Saturday, April 18, 2020

Planet Musk

The obvious thing to do when faced with a potential or actual shortage of necessary lifesaving equipment on short notice (ventilators, masks, gowns, gloves) is to contact the existing manufacturers, the ones who do it regularly and who know how to do it and who likely don't run their factories at capacity constantly, and ask them if they can make more. The supergeniuses in the UK (and, somewhat similarly, the US) spent 5 minutes on google and thought they had some better ideas and basically did everything else. Can we design a new ventilator! Can that Dyson guy make us a ventilator (in the US it was Musk)! What if we use this 60s design I found on the internet? It's easier than just increasing existing production lines!!!

That was March 14 and the genesis of a project designed as a showcase for British innovation and self-reliance, likened to the production of Spitfire fighter aircraft in the second world war.
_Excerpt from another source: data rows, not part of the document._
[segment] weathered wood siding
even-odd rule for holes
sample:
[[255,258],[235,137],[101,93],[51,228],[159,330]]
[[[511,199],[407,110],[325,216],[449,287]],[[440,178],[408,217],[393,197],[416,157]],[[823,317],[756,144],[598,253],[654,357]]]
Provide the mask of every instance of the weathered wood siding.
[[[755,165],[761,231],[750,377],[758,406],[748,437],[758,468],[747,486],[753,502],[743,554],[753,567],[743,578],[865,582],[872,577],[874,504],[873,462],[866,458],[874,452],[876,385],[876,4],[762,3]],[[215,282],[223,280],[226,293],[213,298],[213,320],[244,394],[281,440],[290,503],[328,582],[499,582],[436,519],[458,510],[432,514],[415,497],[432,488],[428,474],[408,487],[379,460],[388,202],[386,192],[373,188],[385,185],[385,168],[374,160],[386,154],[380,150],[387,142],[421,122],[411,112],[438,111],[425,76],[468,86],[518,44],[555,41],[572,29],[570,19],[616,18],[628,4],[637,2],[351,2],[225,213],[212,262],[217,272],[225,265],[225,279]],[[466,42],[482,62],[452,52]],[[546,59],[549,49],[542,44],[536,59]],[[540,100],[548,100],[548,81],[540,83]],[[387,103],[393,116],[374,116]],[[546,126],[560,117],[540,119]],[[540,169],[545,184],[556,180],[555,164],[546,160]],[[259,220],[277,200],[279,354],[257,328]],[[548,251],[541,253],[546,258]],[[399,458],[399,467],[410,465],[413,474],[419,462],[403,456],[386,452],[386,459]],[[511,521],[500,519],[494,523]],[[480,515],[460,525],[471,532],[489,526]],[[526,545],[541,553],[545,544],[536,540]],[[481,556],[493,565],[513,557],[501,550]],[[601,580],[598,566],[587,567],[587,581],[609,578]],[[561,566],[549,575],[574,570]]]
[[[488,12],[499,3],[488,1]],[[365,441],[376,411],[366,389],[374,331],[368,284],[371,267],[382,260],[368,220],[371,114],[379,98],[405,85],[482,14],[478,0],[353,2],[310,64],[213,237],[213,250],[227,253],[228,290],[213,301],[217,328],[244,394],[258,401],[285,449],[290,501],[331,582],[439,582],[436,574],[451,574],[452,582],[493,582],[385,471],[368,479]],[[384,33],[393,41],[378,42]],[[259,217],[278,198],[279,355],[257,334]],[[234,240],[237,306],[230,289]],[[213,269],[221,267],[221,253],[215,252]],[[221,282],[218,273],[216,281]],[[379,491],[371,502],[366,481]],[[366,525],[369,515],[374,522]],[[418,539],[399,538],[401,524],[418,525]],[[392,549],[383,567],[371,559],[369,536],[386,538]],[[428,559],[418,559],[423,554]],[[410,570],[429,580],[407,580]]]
But what emerged was a procurement programme insiders say was plagued by disjointed thinking that sent volunteer, non-specialist manufacturers down the wrong track, designing products clinicians and regulators so far deemed largely unsuitable for treating Covid-19 patients. 

...

Work on a specification for manufacturers had started on March 13. An early draft seen by the FT included a link to a YouTube video. It was a tutorial on the Manley Blease “pneumatically-powered” ventilator first designed in 1961 but which, as the narrator concludes, has been “consigned to the history books”.

...

Among the contenders singled out after presentations to the MHRA on March 27 were two consortiums: BlueSky, which partnered the Red Bull and Renault Formula 1 motor racing teams, and OxVent, an Oxford university venture with Smith & Nephew. 

Other projects included a collaboration between Dyson and Cambridge-based medical technology consultancy TTP. It faced a setback after being told that more sophisticated devices were needed rather than the initially requested mobile field ventilators, according to a person aware of the matter.
We can't separate the marks from the con men anymore because they're all fucking idiots.